Mound, Ballyvoddy, Co. Cork
Co. Cork |
Ritual/Ceremonial
In the pastureland of Ballyvoddy in north Cork, a D-shaped mound sits against a field fence on a north-facing slope, and no one is entirely sure what it is.
That uncertainty is itself the most interesting thing about it. The mound measures roughly twenty metres along its straight north-south side and projects about ten metres to the east, giving it that flat-backed, half-rounded profile. Whether it is a burial monument, a remnant of a ringfort, or something else entirely, the vegetation has made the question difficult to answer.

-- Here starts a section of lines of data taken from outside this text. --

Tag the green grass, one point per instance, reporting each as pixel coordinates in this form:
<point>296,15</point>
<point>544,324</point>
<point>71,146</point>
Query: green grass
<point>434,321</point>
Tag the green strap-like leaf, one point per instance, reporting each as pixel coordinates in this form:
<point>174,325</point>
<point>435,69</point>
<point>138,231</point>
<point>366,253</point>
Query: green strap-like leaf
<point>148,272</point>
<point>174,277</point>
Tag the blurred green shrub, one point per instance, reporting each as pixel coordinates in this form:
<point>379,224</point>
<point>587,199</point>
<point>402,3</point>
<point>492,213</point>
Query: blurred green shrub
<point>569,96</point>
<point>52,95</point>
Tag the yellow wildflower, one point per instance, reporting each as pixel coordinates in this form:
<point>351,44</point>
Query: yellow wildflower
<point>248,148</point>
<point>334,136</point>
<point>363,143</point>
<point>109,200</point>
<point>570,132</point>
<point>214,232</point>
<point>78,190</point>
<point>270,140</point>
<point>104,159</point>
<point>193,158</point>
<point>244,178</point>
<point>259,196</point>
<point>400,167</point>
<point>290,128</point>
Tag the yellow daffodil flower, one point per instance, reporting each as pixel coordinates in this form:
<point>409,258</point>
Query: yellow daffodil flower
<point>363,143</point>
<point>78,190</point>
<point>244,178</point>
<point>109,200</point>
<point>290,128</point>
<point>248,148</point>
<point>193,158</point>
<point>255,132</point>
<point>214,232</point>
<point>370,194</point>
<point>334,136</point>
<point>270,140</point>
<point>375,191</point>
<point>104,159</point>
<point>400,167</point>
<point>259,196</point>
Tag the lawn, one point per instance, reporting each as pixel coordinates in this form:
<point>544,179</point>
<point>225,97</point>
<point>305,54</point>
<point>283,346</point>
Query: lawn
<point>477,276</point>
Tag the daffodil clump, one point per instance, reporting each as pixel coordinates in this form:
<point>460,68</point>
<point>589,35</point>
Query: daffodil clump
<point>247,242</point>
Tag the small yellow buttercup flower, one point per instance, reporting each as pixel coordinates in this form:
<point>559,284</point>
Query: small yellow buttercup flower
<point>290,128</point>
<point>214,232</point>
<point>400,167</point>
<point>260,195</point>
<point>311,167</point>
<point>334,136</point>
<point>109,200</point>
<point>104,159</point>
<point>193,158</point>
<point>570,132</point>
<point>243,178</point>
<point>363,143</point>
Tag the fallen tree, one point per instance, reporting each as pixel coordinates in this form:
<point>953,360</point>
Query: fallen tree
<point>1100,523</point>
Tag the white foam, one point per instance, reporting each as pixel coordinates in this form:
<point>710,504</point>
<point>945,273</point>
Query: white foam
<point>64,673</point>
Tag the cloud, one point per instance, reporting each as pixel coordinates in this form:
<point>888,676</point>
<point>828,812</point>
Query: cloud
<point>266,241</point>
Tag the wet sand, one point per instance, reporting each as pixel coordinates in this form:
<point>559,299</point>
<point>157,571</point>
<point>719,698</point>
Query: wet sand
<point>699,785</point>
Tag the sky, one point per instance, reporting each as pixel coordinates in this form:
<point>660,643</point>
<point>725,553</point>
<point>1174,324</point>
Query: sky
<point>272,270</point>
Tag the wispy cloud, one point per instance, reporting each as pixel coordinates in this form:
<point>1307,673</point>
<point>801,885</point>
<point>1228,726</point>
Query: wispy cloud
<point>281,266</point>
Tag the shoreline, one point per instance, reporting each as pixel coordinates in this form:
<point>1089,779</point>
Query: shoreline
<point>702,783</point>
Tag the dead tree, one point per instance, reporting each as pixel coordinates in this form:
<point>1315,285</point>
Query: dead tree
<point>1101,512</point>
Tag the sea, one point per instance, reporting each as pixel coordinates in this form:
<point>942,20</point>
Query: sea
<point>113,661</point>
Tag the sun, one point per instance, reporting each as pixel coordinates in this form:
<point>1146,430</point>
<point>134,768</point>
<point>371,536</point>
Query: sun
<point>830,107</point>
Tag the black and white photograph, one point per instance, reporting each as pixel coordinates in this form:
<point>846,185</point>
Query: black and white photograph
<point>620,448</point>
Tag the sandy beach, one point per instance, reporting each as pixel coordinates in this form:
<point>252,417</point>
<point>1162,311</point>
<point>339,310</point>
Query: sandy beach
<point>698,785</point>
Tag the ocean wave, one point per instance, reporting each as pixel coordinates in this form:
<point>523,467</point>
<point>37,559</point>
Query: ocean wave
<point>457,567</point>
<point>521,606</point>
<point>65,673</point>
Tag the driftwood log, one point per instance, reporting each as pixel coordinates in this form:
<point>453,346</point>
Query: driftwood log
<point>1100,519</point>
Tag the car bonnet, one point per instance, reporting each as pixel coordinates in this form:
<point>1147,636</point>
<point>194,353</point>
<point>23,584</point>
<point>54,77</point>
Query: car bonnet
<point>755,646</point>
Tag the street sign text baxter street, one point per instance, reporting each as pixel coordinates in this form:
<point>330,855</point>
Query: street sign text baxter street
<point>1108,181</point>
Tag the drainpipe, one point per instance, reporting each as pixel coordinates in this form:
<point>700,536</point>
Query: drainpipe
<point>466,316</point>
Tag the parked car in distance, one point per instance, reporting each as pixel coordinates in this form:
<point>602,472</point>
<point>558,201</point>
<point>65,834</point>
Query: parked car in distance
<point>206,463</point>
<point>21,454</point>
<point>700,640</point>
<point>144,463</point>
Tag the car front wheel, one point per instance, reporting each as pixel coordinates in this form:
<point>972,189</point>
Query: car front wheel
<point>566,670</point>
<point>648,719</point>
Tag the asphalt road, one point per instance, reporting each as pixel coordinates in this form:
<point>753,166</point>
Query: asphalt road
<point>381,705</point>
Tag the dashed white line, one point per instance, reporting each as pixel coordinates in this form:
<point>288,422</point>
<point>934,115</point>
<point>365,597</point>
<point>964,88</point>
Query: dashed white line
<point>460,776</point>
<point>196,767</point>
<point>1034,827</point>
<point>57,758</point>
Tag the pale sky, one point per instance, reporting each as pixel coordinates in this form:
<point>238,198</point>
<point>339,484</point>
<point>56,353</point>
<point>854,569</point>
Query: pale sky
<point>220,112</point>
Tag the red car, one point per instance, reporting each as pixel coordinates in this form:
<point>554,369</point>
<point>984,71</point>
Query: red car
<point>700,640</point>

Mounds of this kind in the Irish landscape can represent any number of origins. Some are natural glacial features that accumulated folklore and ritual significance over time. Others are the eroded remains of early medieval earthworks, such as ringforts, whose circular or D-shaped enclosing banks once defined farmsteads. A D-shape in particular sometimes results from a ringfort being built against a pre-existing boundary, or from centuries of agricultural erosion wearing away one side while the other survives against a fence or ditch. In this case, the mound abuts the eastern side of a north-south field fence, which may itself follow a much older boundary line, or may simply have been built against whatever solid ground was already there. The heavy overgrowth that now covers the site has prevented any clear reading of its structure or purpose.